Microbes cause infection, resulting in inflammation of the intestinal wall. With the help of a picture of the abdominal cavity, this disease can be detected. At the first signs of necrotizing enterocolitis, a newborn should take blood for tests, including bacteriological. Testing is also required to determine the level of C-reactive protein. C-reactive protein is a sign of various inflammations. This requires consultation with a pediatric surgeon.

Even with quality treatment, it is very difficult to predict how the disease will develop, despite the correct diagnosis. It is necessary to closely monitor the newly born baby during the first two days. Often the child's well-being can worsen when it seemed that everything was getting better. When NEC is diagnosed or suspected, a neonatologist should be consulted. Seeing other specialists, including a surgeon, would not hurt.

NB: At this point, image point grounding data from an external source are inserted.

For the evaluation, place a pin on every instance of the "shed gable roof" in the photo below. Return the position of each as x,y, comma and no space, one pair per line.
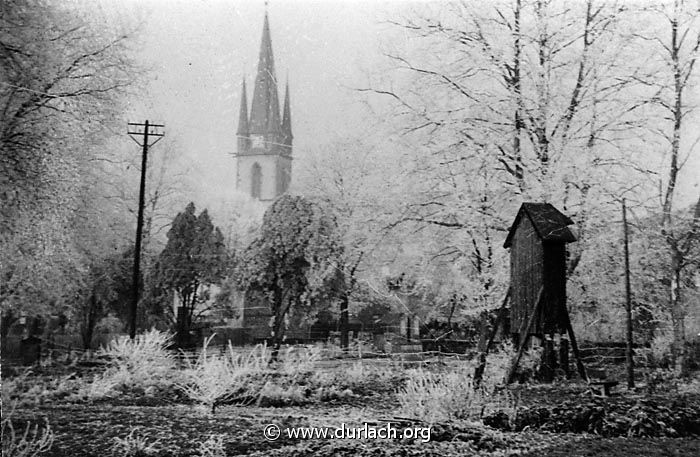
550,224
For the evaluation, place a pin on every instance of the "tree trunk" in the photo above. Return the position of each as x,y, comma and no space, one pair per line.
344,337
677,315
89,322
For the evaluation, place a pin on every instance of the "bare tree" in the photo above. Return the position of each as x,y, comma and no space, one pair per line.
677,43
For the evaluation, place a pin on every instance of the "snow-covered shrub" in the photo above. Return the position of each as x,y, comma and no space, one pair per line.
28,443
134,446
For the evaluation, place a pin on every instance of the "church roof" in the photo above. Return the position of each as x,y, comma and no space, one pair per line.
287,116
265,112
550,224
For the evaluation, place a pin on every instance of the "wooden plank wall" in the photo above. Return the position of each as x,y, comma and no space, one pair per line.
526,274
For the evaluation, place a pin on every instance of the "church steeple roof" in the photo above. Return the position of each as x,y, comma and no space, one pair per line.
243,128
287,116
265,112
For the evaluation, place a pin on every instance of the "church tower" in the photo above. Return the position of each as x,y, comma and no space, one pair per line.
264,151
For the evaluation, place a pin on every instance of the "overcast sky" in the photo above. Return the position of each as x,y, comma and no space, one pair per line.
201,50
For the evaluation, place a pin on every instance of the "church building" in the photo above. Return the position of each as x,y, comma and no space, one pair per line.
264,150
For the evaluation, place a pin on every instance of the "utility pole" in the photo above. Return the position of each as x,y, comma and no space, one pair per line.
144,131
628,300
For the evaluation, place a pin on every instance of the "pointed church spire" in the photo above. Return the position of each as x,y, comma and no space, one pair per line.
243,129
287,116
265,112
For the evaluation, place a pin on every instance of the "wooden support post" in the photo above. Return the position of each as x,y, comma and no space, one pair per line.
524,334
479,371
548,360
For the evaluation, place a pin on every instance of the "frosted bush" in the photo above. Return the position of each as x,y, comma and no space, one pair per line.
450,394
214,378
143,361
31,442
213,446
300,359
134,446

After the child has recovered, but he is not gaining weight or hepatic activity is impaired, you should immediately contact a gastroenterologist.

intestinal ulcer
intestinal ulcer

Therapy for necrotizing enterocolitis

Therapy for NEC involves avoiding enteral nutrition and taking antibiotics. The child is transferred to total parenteral nutrition. You should also take drugs that improve blood pressure and key elements in the blood. These are plasma andplatelets. They prevent bleeding and maintain stable breathing. It is also necessary to take blood for analysis every six hours, take pictures of the abdominal organs. You need constant monitoring of the general condition of the body. When a hole is found in the intestine, the work of a surgeon is required. He performs an operation to eliminate the affected places in the intestines. If the child is unstable, the doctor may place a rubber drainage tube in the abdomen to help the newborn to endure the operation.

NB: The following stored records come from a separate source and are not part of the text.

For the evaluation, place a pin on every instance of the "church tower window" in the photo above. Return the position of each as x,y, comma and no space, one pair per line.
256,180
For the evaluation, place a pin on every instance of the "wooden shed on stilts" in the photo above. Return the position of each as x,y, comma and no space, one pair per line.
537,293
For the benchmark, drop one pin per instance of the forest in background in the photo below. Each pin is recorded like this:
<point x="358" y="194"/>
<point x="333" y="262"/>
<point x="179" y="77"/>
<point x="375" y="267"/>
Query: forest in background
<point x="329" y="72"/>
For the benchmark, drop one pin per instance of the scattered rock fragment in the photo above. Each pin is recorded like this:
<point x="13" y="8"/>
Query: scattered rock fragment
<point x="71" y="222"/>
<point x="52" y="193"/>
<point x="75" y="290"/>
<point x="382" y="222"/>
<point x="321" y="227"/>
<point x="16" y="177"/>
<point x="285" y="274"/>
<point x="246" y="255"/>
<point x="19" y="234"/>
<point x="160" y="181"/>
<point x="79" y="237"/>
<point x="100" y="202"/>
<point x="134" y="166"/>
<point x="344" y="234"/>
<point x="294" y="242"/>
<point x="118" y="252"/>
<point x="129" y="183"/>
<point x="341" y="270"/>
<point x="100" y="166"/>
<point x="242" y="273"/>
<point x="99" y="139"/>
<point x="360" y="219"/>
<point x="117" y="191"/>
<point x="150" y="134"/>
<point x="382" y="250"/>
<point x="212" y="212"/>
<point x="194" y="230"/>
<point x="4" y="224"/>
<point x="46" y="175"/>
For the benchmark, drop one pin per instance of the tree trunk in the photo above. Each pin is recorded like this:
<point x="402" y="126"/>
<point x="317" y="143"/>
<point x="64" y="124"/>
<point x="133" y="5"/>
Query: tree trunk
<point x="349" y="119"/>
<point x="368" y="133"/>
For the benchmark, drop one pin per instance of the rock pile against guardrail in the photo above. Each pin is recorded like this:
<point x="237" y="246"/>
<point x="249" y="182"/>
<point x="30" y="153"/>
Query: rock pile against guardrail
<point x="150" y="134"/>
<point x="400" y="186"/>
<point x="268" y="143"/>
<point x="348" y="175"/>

If your baby responds well to medication, recovery may take about two weeks.

Consequences of NEC

When taking many drugs, you need to keep their blood levels under control all the time, because due to their excessive concentration, the baby will begin to hear badly. The reason lies in the negative impact of antibiotics on the nerve in the inner ear. The most common consequences of NEC are:

  • Intestinal ulcer.
  • Difficulty breathing.
  • Disruption of kidney function.
  • Blood pressure drops.
necrotizing enterocolitis in newborns clinical guidelines
necrotizing enterocolitis in newborns clinical guidelines

An operation is urgently prescribed if the child is not feeling well and the large intestine does not perform its functions along with the small one. The lack of blood and fluid that occurs during bleeding or inflammation only makes matters worse. Due to low blood pressure, brain activity can suffer. In this case, the baby will need parenteral nutrition. For undefined period. This can harm the functioning of the liver. Approximately 3-6 months after the illness, the following pathology is possible - a slowdown in the functions of the small intestine, an ulcer. This requires the intervention of a surgeon.

If baby has NEC, can he breastfeed?

Young parents are interested in how much a newborn baby should eat. A baby suffering from this ailment, such feeding is strictly contraindicated. At the first signs, and even more so when the diagnosis is confirmed, any enteral feeding is strictly prohibited. The main therapy for necrotizing enterocolitis is gastrointestinal rest and antibiotics. At the first signs of the disease, feeding should be stopped for about a week. When the disease is confirmed, the period is extended by another week.

Follow-up of a child with this disease

At the first signs that the intestines are narrowed or clogged, a contrast x-ray is performed under the supervision of a surgeon. When there is an assumption that it is impossible to digest food, then you should contact a gastroenterologist. Progress in the treatment of NEC can only be achieved through the joint efforts of different specialists. For a baby with necrotizing enterocolitis, further monitoring of its development plays a major role.